How to train an object detection model - Valentyn1997/xray GitHub Wiki
Training your model is an easy task if all steps are performed precisely.
It is a 3 major-step process:
1. Install tensorflow:
pip install --ignore-installed --upgrade tensorflow==1.9
2. Install tensorflow models:
2.1 Protobuf Installation:
Download the protobuf for your pc: (For mac it is already in dvc)
Then paste it into /TensorFlow/ folder of dvc.
Then Open Terminal:
cd into TensorFlow/models/research
Then shoot up this command:
python ../../../../src/model_creation/use_probuf.py object_detection/protos/ ../../protoc-3.8.0-osx-x86_64/bin/protoc
(Non-mac: please update the protoc_folder_name in above command)

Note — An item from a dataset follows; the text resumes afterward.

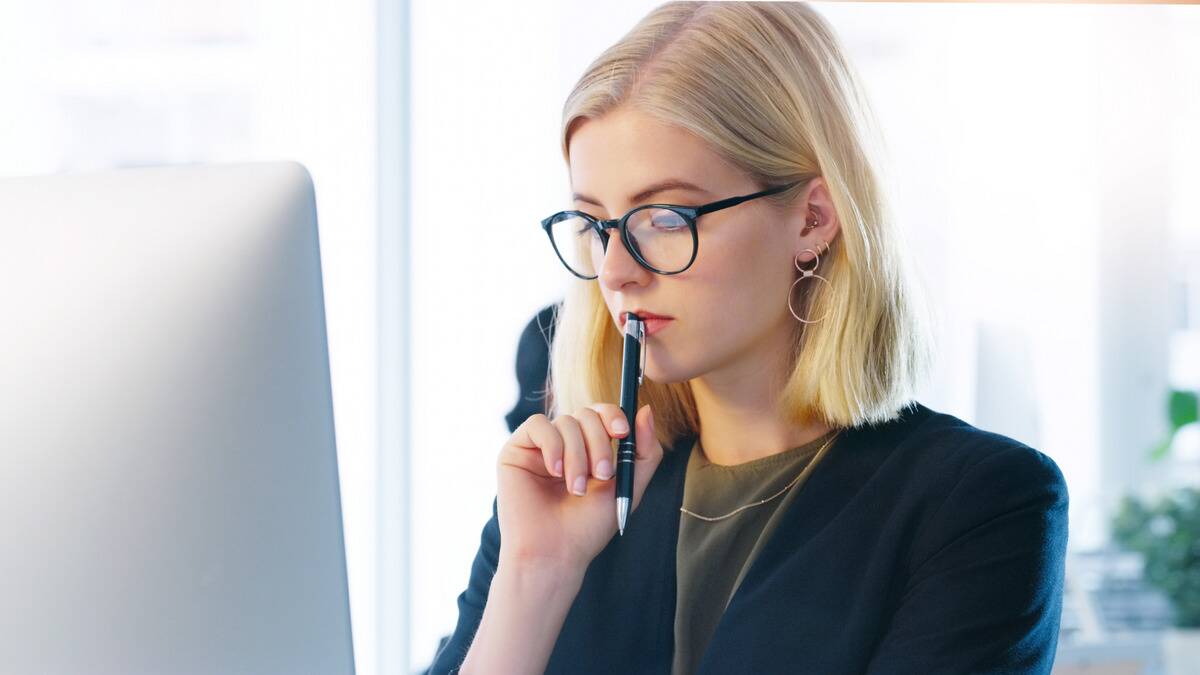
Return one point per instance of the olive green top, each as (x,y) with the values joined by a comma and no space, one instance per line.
(713,556)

2.2 Setting Envt Variable: This step is important as you need to set up path for "Slim"
export PYTHONPATH=$PYTHONPATH:/Users/hitansh/Documents/dvc_new/xray/data/TensorFlow/models/research/object_detection
export PYTHONPATH=$PYTHONPATH:/Users/hitansh/Documents/dvc_new/xray/data/TensorFlow/models/research:/Users/hitansh/Documents/dvc_new/xray/data/TensorFlow/models/research/slim
Then test your installation:
From within TensorFlow/models/research/object_detection
jupyter notebook Then run object_detection_tutorial
2.3 Cocoapi installation is not necessary
2.4 Prepare your workspace as shown in the link
2.5 Label your images: (see [tutorial])
It is already done for our project.
3. Start Training
3.1 After labelling images and setting up workspaces, you need to create a label map. It is already done for our project.
3.2 Then you need to create records: It is already done for our project.
3.3 Pipeline: It is already done for our project.